The consensus among the many experienced gardeners at GardenWeb is that ordinary 40-watt fluorescent bulbs, in standard "shoplight" type fixtures (inexpensive and widely available at home-improvement and general retail stores) are adequate for the home gardener starting seeds indoors.
Lights marketed as "growlights" or "plantlights" ,etc.,produce more red and blue light than regular fluorescents,but are often very expensive,sometimes downright exorbitant.
Many gardeners recommend using one "warm"(usually sold as "kitchen and bath" or "soft" lights,and having more of the red and/or blue wavelengths) and one "cool"(regular) bulb in each fixture to provide a "fuller spectrum" of light. An explanation of how plants use light may be useful here.
Light,whether from the sun or artificial sources,consists of varying wavelengths of radiant energy. In their normal state our eyes perceive these wavelengths together as "white light". Everyone is familiar with the spectrum of colors made visible when white light is refracted by water droplets to produce a rainbow.

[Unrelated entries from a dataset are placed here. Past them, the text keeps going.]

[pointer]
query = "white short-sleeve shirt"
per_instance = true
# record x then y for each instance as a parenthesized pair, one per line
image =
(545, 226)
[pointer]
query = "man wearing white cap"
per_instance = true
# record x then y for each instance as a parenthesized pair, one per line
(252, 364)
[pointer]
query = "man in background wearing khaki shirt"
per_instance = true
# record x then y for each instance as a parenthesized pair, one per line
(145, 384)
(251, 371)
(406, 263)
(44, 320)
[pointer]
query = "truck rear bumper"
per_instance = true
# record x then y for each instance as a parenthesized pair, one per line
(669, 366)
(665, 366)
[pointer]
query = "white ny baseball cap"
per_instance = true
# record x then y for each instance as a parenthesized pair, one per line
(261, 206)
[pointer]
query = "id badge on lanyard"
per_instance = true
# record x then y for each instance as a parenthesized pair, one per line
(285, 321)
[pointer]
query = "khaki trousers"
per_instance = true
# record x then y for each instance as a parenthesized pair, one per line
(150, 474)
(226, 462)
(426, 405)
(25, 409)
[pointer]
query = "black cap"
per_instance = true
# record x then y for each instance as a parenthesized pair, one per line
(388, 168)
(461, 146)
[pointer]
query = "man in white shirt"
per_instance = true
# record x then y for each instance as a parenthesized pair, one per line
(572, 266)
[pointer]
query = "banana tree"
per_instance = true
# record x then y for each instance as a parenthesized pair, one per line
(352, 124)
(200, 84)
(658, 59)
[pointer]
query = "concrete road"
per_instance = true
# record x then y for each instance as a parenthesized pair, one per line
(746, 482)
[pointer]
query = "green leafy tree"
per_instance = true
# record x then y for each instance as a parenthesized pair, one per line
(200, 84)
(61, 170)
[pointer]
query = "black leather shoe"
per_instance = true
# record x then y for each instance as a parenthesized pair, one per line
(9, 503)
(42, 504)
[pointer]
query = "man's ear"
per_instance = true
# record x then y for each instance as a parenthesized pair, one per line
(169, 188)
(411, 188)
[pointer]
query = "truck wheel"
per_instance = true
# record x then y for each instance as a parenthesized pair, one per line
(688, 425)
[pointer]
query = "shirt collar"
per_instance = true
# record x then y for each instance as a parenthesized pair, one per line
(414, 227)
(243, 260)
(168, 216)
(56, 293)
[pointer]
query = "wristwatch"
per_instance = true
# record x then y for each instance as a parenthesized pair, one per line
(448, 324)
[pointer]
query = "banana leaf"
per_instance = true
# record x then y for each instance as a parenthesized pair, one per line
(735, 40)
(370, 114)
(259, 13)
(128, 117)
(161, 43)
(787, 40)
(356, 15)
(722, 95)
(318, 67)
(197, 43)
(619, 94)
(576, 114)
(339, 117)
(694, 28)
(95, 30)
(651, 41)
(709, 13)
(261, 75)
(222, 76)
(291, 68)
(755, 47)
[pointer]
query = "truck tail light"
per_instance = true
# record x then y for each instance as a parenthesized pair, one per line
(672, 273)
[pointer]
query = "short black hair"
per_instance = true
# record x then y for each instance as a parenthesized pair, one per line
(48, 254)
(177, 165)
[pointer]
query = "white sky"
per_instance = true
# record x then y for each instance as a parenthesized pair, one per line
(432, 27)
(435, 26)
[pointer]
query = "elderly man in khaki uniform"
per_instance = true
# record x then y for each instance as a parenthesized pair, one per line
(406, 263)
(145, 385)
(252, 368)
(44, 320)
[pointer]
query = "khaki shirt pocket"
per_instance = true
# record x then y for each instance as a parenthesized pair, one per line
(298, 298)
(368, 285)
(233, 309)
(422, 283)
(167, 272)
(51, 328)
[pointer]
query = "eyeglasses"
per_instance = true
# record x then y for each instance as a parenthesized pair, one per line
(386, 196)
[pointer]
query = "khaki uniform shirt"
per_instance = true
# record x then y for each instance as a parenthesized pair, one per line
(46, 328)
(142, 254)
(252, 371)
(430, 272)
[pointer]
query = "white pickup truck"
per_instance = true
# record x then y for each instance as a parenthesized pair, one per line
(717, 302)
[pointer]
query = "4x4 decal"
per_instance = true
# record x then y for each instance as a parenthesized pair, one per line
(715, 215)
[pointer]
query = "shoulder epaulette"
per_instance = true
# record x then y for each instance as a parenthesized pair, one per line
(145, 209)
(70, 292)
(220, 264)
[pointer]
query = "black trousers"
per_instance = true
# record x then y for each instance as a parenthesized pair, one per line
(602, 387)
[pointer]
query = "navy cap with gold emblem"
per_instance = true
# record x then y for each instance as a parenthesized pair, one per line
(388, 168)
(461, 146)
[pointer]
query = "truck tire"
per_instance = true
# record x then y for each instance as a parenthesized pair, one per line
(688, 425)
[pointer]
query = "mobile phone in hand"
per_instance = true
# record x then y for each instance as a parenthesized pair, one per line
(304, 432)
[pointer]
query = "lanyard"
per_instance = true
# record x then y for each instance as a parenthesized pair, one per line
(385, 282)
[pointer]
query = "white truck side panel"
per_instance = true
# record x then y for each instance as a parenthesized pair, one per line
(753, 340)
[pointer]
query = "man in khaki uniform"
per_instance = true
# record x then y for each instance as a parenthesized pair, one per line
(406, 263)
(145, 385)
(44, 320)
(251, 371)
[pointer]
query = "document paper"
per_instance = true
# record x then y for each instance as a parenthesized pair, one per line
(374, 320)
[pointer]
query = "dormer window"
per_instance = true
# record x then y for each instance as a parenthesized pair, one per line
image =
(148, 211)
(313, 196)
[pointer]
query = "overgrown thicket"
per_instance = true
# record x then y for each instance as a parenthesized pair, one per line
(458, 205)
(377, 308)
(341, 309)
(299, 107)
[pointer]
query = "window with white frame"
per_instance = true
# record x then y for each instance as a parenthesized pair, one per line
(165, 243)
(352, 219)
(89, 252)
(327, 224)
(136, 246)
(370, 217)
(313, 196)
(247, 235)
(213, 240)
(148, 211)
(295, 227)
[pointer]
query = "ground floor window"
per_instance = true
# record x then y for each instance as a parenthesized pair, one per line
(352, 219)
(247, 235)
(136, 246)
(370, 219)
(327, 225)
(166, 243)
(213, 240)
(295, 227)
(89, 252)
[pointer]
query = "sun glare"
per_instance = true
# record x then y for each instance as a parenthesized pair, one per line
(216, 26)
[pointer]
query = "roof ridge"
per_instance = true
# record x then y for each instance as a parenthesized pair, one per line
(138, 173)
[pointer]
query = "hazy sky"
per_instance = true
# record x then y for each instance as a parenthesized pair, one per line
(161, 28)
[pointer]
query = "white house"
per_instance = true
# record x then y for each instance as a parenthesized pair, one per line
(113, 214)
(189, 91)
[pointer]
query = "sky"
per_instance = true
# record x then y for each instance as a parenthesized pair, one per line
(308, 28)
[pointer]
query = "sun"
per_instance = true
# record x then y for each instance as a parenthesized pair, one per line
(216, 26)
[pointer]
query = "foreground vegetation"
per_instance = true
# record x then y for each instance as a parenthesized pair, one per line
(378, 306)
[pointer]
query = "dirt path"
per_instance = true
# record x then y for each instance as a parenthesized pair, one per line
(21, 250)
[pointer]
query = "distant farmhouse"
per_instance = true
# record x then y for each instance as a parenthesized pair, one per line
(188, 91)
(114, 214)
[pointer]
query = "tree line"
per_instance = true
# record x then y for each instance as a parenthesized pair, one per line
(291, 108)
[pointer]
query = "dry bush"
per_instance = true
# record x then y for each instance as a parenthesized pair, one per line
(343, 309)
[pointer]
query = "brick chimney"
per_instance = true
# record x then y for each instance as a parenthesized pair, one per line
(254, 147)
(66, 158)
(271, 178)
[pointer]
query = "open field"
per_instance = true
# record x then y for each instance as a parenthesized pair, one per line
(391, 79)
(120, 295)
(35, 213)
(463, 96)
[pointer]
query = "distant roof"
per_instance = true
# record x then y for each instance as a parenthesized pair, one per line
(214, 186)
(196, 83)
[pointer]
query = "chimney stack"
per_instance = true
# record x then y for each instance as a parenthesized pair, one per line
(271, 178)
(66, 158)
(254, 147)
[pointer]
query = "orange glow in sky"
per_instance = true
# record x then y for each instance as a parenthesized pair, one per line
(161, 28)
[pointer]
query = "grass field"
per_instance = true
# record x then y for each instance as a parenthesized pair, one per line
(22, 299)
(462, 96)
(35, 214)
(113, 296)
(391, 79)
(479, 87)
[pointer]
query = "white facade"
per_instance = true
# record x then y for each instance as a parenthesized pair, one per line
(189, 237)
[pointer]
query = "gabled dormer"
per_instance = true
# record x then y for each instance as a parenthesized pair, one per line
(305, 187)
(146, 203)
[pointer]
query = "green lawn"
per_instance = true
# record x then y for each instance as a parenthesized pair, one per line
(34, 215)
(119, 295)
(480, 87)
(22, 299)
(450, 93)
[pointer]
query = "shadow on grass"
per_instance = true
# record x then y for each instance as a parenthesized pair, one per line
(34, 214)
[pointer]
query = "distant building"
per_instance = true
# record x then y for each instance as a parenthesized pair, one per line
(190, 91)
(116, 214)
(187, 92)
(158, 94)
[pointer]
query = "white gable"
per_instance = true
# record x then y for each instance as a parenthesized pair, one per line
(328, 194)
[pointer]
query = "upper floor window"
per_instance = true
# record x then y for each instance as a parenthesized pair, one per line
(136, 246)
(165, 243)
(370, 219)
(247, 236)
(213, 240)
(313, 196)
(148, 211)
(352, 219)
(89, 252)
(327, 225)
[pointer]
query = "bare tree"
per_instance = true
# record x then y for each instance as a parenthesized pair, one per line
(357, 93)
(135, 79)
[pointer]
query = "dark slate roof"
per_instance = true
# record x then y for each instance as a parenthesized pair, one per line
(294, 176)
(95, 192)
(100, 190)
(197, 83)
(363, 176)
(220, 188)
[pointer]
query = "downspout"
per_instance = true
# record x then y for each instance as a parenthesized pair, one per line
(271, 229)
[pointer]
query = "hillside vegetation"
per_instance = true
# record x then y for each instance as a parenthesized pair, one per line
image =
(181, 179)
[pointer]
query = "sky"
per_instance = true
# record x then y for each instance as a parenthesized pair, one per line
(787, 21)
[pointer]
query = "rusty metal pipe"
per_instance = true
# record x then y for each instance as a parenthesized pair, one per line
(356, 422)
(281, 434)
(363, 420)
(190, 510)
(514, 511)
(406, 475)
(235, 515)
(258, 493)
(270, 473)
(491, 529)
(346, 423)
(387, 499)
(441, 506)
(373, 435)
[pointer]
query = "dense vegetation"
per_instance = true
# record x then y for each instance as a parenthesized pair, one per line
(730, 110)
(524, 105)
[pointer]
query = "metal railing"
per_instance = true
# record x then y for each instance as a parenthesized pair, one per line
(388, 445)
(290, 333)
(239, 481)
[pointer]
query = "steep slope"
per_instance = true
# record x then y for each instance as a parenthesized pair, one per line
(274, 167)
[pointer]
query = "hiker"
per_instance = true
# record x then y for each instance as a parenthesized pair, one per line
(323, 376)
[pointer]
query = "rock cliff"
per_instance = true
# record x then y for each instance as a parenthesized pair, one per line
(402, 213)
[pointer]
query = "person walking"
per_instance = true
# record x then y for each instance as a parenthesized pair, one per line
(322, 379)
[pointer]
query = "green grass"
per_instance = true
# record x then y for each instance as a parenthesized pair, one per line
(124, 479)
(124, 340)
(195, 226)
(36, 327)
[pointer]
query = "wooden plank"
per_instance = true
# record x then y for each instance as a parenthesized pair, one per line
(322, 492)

Plants mainly use the red and blue wavelengths of light. Red is utilized in photosynthesis(how the plant produces it's food), blue influences the hormone systems that control growth.
It would seem that extra red and blue wavelengths in a light source would be beneficial, but in practice,at least in growing seedlings, intensity of light seems to be more important than spectrum. The much-higher cost of special "growlights" does not necessarily produce better seedlings!
The combination of a warm and cool bulb makes sense,but if cost is a factor(warm bulbs cost up to 3 times as much as regular tubes), standard fluorescents will work just fine.